Но, как я ни торопилась, Бетси опередила меня и открыла дверь. Из-за громадного благоухающего букета выглянула лукавая физиономия посыльного.

– Славный денек выдался на ваш юбилей! – радостно сказал он, бросая многозначительные взгляды на то место, где позже будет установлен столик с пирожными и кофе для гостей. Он, конечно, тоже будет среди них, этот симпатичный мальчуган, как, наверное, и весь город.

Первым делом мы с Бетси выудили из букета поздравительную карточку.

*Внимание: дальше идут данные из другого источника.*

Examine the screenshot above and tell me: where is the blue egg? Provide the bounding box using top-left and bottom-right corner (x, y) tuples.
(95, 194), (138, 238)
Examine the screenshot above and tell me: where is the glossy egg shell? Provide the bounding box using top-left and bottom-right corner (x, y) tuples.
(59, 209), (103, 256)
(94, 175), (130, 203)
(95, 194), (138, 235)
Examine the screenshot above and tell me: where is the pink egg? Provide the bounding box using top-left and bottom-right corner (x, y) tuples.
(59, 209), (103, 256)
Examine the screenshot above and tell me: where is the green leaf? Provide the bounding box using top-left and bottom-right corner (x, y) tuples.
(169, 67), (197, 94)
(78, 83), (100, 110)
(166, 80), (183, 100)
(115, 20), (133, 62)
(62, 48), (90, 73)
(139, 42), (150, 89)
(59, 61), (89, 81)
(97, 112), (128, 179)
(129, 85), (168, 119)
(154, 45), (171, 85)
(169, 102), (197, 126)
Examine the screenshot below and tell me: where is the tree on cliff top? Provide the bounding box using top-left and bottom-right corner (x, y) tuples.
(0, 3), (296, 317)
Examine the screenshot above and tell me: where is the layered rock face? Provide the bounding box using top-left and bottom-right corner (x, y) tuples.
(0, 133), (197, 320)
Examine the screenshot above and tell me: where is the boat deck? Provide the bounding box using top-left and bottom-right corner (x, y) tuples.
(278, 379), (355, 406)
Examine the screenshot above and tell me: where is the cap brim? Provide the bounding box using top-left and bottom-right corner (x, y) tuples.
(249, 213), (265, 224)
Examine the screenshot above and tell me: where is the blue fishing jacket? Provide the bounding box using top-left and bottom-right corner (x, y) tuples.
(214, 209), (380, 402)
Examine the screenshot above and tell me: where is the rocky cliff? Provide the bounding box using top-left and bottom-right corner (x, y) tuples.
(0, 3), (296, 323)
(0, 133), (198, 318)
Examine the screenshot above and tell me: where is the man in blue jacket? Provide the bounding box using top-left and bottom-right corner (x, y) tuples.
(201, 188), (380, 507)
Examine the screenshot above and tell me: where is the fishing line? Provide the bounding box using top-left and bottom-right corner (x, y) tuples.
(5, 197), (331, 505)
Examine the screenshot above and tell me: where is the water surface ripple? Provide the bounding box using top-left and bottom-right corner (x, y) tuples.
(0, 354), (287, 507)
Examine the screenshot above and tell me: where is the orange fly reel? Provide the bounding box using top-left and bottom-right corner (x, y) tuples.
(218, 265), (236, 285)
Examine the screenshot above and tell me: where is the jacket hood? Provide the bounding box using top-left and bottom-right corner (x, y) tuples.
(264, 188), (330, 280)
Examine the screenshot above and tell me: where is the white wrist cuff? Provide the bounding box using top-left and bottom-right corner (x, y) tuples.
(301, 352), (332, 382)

– Пикквик! – воскликнули мы разом. Подлинное имя любезного господина было Герман Слюринг, а Пикквиком мы прозвали его за поразительное внешнее сходство с литературным героем: казалось, он спрыгнул со страниц имевшегося у нас иллюстрированного томика Диккенса. Этот маленький, лысый, косоглазый толстячок был столь же некрасив, сколь и великодушен.

Мы понесли букет в магазин. Чтобы попасть туда, нужно было пройти через мастерскую, где многие годы трудился наш отец; там же стоял мой рабочий стол и верстаки Кристофеля и подмастерья Ханса.

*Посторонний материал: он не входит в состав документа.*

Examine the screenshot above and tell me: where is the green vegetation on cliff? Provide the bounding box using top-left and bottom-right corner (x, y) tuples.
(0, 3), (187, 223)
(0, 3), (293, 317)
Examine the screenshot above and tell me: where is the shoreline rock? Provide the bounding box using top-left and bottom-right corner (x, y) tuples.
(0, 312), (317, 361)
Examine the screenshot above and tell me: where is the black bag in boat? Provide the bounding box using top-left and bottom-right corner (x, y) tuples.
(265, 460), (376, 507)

В магазине была большая выставка образцов нашей продукции, и на стенах висели разнообразные часы. В тот момент, когда мы с Бетси внесли цветы, все они одновременно пробили семь раз. С раннего детства любила я это царство мелодичных голосов, всегда дружелюбно приветствовавших меня. Сейчас здесь царил полумрак, так как уличные жалюзи были опущены. Я отперла дверь и вышла на Бартельорис-страт. Улица встретила меня сонной тишиной.

Я подняла ставни и с минуту любовалась витриной – плодом наших с Бетси совместных фантазий, сопряженных с жаркими спорами: я хотела разместить у всех на виду как можно больше экспонатов, а Бетси уверяла меня, что два-три образца на фоне шелка или сатина выглядят гораздо привлекательней. Сегодня у нас не было причин для разногласий: за стеклом красовались старинные часы, по крайней мере, столетнего возраста, предоставленные нашей фирме к торжественной дате знакомыми антикварами и друзьями. А дата на самом деле была знаменательной: именно в этот день в январе 1837 года наш дедушка начертал на этом самом стекле: "ТЕН БООМ. ЧАСЫ".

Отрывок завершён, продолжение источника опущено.